Sunday, July 27, 2014

Book-A-Day 2014 #208: Batman Hong Kong by Moench and Wong

Every so often, I like to read a random superhero story, just because. Even then, though, it's usually something odd or out of continuity -- mostly because there's no reason to care about continuity unless you dig into it all the time (and then you have continuity stuck under your fingernails forever -- that stuff is hell to get out).

Which is a long way round to Batman: Hong Kong. This was one of the periodical attempts of the Big Two to colonize other parts of the world for their particular manifestations of adventure stories -- like the manga versions of whoever that have been turning up every year or three for the last decade -- matching an American writer (Doug Moench, who has done a lot of years in the Batman mines) with an artist from the part of the world under siege (Tony Wong, and no points for guessing where he's from). This was an original graphic novel in the summer of 2003, and seems to have stayed a complete one-off. Even the new hero introduced here -- Night-Dragon, clearly intended to be the "Batman of Hong Kong"-- hasn't turned up anywhere since, which may mean he's too obscure a Batman even for Grant Morrison. (And here we thought that wasn't possible.)

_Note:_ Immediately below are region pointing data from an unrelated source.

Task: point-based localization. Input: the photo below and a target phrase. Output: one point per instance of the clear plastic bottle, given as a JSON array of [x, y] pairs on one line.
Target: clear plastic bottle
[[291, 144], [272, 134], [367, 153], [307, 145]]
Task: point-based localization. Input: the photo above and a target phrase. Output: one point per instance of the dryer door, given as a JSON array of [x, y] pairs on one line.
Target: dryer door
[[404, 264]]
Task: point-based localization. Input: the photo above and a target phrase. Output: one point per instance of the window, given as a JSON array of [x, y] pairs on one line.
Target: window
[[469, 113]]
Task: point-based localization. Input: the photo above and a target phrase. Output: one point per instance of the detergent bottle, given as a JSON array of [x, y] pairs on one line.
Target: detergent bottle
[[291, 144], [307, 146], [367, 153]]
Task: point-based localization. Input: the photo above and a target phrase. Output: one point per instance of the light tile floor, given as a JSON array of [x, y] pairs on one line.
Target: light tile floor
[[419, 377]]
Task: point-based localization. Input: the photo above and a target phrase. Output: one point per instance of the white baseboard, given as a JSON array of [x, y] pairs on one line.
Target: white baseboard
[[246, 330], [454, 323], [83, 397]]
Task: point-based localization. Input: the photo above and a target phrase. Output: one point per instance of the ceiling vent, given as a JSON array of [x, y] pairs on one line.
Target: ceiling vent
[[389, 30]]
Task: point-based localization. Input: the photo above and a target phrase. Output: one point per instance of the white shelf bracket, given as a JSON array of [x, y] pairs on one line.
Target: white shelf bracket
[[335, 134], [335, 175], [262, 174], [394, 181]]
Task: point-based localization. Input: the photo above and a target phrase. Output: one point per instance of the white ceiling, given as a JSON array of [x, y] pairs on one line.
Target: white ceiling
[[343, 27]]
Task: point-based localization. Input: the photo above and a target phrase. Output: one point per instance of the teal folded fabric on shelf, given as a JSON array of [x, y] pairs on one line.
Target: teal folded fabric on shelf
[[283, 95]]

It's a Batman story, which means there's a villain doing something horrible -- killing people with snakes on a webcam, in this case -- and that leads the guy with far too much neck on the cover to Hong Kong, where he panderingly thinks about how different it is and how he really could use a local guide. (Batman never thinks such things in his usual books, because those are written for Americans, and Americans are sure they know everything about the world already, and their Batman definitely does.) Night-Dragon then appears, with the usual complicated origin tied into this particular case, and the two fight crime and defeat the villain together.

Luckily, Wong's art is very different from what you'd see in any other Batman book. It's stylized adventure-comics art, all speed lines and extreme faces and hand-to-hand combat -- that much is familiar -- but the idiom is entirely different, from the use of color (some panels appear painted and others have something that looks more like traditional comics coloring, with lighter, brighter shades) to the choices of poses to the styles of faces. I assume Wong was chosen because he's the exemplar of the then-current commercial style in Hong Kong -- that's the point of a book like this -- and he's clearly quite good at telling a story about men fighting and yelling at each other.

Nothing really came of this, so I imagine it's been mostly forgotten: the only superhero stories that count are the ones that tell the current continuity. But it's a decent Batman story, told in a unique way, so I can't help but think this is a vastly more interesting Batman story than all of those others. (But, then, I would think that, wouldn't I?)